47 minutes of lost metrics for all production services, including critical payments and auth systems.
No alerting for 32 minutes (alerts rely on Prometheus), delaying detection of a minor API latency spike in the payments service.
On-call teams had no visibility into cluster health, node utilization, or pod status during the outage window.

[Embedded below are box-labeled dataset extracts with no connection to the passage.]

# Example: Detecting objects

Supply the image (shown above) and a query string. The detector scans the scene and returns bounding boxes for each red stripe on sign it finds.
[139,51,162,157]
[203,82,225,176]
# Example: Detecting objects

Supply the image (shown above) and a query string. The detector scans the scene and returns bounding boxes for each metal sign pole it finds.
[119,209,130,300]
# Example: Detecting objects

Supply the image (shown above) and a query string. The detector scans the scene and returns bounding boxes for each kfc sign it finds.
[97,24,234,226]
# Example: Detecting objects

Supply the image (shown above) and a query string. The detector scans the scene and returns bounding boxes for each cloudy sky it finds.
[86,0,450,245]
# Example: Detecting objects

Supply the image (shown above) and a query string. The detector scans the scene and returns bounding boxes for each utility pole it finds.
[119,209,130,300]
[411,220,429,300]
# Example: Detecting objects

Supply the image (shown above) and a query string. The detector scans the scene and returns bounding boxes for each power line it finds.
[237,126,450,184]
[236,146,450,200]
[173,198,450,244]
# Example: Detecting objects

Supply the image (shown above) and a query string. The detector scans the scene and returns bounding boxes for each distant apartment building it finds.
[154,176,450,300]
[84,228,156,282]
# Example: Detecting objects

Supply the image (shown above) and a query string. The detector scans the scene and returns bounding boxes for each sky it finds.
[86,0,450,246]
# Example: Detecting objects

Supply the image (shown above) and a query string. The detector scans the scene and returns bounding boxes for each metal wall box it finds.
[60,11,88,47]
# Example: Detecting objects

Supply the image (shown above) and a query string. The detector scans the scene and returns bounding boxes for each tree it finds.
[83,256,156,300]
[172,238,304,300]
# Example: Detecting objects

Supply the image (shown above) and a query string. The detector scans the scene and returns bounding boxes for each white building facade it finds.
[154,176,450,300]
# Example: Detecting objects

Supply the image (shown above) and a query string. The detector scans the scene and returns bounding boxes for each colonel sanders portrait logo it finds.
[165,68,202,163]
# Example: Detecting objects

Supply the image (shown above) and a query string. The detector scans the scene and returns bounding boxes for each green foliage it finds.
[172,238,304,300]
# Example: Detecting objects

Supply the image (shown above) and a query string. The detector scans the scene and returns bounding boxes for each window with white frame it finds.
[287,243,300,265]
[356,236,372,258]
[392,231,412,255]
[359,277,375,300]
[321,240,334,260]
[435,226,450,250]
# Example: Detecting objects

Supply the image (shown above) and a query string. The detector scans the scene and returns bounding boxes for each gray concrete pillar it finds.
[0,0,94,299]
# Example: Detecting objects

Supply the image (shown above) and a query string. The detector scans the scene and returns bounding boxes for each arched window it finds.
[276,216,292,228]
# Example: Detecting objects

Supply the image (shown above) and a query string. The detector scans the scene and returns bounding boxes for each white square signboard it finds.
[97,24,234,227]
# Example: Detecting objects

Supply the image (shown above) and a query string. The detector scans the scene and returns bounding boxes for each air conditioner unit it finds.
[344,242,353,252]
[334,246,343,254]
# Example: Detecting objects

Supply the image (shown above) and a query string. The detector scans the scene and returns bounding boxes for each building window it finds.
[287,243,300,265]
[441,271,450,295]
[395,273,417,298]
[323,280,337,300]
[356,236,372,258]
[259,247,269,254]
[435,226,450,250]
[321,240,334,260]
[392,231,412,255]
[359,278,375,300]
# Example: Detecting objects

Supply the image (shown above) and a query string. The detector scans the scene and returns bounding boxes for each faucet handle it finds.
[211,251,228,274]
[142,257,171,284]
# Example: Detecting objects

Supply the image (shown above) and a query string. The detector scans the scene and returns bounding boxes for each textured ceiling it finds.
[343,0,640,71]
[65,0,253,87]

Resolution and Remediation

Immediate rollback to Prometheus 2.47.1 restored monitoring within 21 minutes of detection. Post-outage, we took the following steps to safely re-enable Prometheus 3.0:

Increased Prometheus container memory limit to 8Gi, with request set to 6Gi to account for 3.0's larger memory footprint.
Tuned the TSDB index cache size via the --storage.tsdb.index-cache-size flag to 2Gi, down from the 3.0 default of 4Gi.
Added relabeling rules to truncate high-cardinality user_id labels to the first 8 characters, reducing total active series by 14%.
Deployed a Prometheus pre-aggregate job to calculate per-service request rate metrics, reducing the number of raw series scraped by 22%.

Preventative Measures

To avoid similar outages in the future, we implemented the following:

Added Prometheus memory usage alerts: trigger warning at 70% of memory limit, critical at 85%.
Updated upgrade runbooks to require staging tests with production-identical time series counts and load profiles.
Deployed a secondary, lightweight Prometheus instance (2.47.1) in a separate namespace to serve as a fallback for critical infrastructure alerts.
Set a Pod Disruption Budget (PDB) for Prometheus pods to ensure at least 1 pod is always available during maintenance.
Added a pre-upgrade check to compare default resource usage between current and target Prometheus versions using official release notes.

Lessons Learned

Upgrading critical infrastructure components like Prometheus requires more than functional validation: resource footprint changes between major versions must be explicitly tested, especially for stateful workloads handling production-scale metric volumes. We also learned that high-cardinality metrics can have outsized impacts on memory usage for TSDB-based monitoring systems, and proactive label optimization is critical for stability.